By Pam Martens and Russ Martens: March 2, 2015
Fed Chairman Janet Yellen fielded questions last Wednesday before a combative House Financial Services Committee. Tempers flared, fingers stabbed the air, arms waved wildly as House reps expressed pent up frustrations with how the Federal Reserve is handling the economy. At times, Yellen answered curtly and at one point rolled her eyes at questioning from Congressman Scott Garrett (R-NJ) who insinuated that Yellen had politicized her office by meeting so frequently with President Obama and Treasury Secretary Jack Lew.
The anger and frustration were evident from both sides of the aisle. Congressman Michael Capuano, (D-MA), was incensed that the largest, most dangerous Wall Street banks are still being allowed to fail their living wills. Capuano read a portion of a statement from FDIC Vice Chair, Thomas Hoenig, which stated that these living wills “provide no credible or clear path through bankruptcy that doesn’t require unrealistic assumptions and direct or indirect public support.”
Capuano barked at Yellen “if they don’t meet your requirements at the third try, what you said is…something along the lines that you’d be upset.” Yellen responded that what she had said was “we will find them to be not credible if we do not see progress…” Capuano interrupted in frustration: “Would you break them up?” Yellen responded that the banks would have two years to show that they had made changes.
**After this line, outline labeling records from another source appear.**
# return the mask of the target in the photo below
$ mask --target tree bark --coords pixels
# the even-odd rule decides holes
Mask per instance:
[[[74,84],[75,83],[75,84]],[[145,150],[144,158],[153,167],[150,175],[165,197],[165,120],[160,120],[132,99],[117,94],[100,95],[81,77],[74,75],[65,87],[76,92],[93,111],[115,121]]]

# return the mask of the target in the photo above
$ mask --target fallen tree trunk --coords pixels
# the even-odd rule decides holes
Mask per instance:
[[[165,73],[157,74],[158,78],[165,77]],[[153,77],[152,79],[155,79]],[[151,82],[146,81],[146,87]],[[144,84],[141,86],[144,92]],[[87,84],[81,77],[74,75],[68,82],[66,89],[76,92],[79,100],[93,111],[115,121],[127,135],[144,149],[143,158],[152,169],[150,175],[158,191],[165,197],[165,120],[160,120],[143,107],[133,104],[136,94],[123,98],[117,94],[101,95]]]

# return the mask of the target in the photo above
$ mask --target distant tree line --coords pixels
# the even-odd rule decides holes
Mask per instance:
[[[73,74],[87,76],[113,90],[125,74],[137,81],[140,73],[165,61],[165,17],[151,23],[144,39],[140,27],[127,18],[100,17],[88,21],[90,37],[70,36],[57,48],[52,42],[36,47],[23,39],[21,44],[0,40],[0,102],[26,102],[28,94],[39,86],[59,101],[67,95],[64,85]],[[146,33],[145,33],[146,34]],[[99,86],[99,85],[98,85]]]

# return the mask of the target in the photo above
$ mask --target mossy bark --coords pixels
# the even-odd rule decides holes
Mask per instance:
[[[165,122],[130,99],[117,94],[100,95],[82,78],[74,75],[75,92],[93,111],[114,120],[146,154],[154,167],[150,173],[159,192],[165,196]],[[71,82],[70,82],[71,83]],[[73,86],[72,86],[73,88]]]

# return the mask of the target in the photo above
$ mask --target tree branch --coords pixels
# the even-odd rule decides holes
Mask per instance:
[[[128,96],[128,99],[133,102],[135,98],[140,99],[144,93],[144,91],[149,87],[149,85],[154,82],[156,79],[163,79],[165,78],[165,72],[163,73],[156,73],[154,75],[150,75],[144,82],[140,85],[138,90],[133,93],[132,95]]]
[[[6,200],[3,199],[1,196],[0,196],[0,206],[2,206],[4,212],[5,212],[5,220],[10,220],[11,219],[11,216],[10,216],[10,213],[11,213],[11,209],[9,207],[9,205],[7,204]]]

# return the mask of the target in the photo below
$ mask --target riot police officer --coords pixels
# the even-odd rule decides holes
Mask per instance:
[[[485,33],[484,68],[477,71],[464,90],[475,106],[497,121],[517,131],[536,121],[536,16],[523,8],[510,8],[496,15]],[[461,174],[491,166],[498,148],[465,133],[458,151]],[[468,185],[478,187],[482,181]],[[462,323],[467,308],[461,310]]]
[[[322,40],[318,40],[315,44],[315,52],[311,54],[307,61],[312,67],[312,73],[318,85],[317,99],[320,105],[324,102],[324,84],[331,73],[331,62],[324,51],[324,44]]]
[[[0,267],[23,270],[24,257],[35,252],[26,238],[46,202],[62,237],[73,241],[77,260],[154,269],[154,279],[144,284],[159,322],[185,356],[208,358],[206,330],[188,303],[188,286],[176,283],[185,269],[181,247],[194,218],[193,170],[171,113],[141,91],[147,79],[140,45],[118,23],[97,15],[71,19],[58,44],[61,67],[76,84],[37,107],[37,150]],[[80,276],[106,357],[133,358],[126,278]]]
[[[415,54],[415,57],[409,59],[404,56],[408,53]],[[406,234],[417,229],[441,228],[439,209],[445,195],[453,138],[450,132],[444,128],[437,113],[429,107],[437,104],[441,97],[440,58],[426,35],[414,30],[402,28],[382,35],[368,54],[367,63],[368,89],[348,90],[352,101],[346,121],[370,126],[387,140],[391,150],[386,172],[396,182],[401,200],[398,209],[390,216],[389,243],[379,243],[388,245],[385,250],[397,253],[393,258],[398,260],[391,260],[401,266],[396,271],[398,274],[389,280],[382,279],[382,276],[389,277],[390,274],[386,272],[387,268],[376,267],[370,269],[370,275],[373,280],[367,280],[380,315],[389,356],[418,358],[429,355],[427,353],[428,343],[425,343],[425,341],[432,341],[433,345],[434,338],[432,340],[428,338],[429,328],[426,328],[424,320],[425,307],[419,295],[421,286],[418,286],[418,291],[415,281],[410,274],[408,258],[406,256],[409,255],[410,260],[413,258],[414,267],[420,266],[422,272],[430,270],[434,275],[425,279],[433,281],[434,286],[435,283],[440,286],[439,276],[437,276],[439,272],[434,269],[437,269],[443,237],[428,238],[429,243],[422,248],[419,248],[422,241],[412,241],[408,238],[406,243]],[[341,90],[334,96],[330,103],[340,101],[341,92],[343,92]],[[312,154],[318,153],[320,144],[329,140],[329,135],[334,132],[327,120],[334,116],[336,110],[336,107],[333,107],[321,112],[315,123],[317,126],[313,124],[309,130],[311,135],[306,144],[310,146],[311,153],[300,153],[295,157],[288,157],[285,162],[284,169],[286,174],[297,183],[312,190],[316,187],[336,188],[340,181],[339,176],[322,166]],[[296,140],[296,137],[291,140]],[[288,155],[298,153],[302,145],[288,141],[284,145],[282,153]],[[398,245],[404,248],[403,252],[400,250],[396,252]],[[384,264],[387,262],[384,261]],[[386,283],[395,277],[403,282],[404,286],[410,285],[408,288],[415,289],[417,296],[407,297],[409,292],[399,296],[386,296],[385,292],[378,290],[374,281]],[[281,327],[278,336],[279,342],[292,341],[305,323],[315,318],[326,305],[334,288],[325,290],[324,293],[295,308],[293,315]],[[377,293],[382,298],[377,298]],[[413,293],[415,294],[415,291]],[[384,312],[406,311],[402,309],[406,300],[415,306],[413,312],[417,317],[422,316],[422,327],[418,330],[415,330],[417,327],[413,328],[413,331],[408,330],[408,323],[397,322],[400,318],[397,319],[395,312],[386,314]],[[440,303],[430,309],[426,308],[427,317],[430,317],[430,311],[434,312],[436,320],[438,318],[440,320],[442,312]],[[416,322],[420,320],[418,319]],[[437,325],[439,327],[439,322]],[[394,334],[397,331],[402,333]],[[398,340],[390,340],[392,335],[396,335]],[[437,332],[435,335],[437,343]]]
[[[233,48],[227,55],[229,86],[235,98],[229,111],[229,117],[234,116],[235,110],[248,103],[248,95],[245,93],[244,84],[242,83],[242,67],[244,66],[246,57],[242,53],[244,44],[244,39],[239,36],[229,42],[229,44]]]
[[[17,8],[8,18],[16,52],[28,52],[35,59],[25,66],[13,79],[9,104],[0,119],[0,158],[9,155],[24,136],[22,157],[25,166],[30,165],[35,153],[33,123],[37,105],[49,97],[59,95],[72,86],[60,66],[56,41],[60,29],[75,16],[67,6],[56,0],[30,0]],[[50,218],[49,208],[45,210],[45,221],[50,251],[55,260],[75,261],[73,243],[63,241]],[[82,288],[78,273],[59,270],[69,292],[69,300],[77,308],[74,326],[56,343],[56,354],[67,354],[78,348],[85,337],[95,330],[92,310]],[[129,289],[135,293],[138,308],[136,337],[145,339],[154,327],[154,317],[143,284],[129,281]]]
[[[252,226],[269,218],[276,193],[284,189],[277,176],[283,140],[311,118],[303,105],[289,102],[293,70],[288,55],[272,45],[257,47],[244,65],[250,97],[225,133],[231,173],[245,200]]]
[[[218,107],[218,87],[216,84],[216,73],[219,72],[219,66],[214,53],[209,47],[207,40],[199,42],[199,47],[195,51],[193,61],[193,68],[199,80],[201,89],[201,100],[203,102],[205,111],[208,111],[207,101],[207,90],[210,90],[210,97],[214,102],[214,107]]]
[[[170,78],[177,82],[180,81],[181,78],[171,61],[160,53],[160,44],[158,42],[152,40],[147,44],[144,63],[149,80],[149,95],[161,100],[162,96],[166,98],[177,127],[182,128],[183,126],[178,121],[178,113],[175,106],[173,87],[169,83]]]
Visibly showing disgust at the answer, Capuano said: “So five years after Dodd-Frank, they still have potentially three years before there are any serious consequences to prove to you that they no longer offer a threat to the entire U.S. economic system.” Yellen responded that the Fed had put higher capital standards in place. Capuano said that these capital standards have been found insufficient by everyone who studies these matters “except the Fed.”
Congressman Brad Sherman (D-CA) asked Yellen about the fact that the New York Fed represents less than 20 million people in their district but has a permanent seat on the Federal Open Market Committee which sets monetary policy. He said the San Francisco Fed represents 65 million people – three times more than New York. He argued that New York isn’t three times more important than San Francisco and asked if Yellen would support a permanent seat on the Fed for the San Francisco Fed. Yellen said that would take Congressional action.
Sherman also questioned Yellen about plans at the Fed to take away the “punch bowl,” that is, hike interest rates. Sherman said that members of the committee were in touch with constituents in their various districts and said “It ain’t good out there.”
Following accusations of political bias from Congressman Garrett early in the hearing, Congressman Sean Duffy (R-WI) picked up on the same theme later in the hearing. Duffy asked about a speech Yellen gave two weeks before the Presidential election on income inequality, grilling Yellen on which political party was pushing that same theme. Yellen said she had heard politicians on both sides of the aisle lament income inequality. Duffy aggressively sparred with Yellen, saying that if he polled everyone in the room as to which party made income inequality a political issue in the last election, everyone would get it right.
Congressman Al Green (D-TX) asked about the chasm that’s developing between the very, very rich and the rest of us. Yellen said all of us treasure living in a society where people who work hard and play by the rules can get ahead and we’ve seen that in this country generation after generation. Yellen said the rise of income inequality has been “inexorable” since the 1980s.
What wasn’t addressed in the hearing is that the rise of $1 trillion and $2 trillion dollar Wall Street banks has accompanied the rise in income inequality. It’s really quite a simple matter. These mega banks have served as an institutionalized mechanism to asset strip the middle class and the poor through outrageously high interest rates on credit cards, mortgages, management of 401(k) plans where two-thirds of a worker’s assets are stripped away over a lifetime of work.
These mega banks have collected the vast majority of deposits in the country and are now using those very deposits against the middle class and the poor. Instead of making prudent business loans and paying a higher rate of interest from those loans to depositors, banks have turned the deposits into a source of low-cost capital for casino bets while the Fed has looked the other way without meaningful regulatory response.
No clearer example exists than the London Whale episode at JPMorgan Chase. Rather than use its own capital to make wild derivative bets to boost profits for the house, JPMorgan used depositors’ money in its insured bank unit. It had been doing this for some time but was caught in 2012 when the press reported the bets had grown so large that they were distorting the market. At least $6.2 billion of bank deposits were lost in that operation.
JPMorgan’s national bank supervisor, the Office of the Comptroller of the Currency (OCC) found that “The credit derivatives trading activity constituted recklessly unsafe and unsound practices,” and “was part of a pattern of misconduct….”
Since that time, JPMorgan has been repeatedly charged with one violation after another. And yet, the Federal Reserve has not broken it up. The anger on the House Financial Services Committee is a tepid reflection of the growing anger among average Americans at the gross incompetence of the Federal Reserve as a regulator.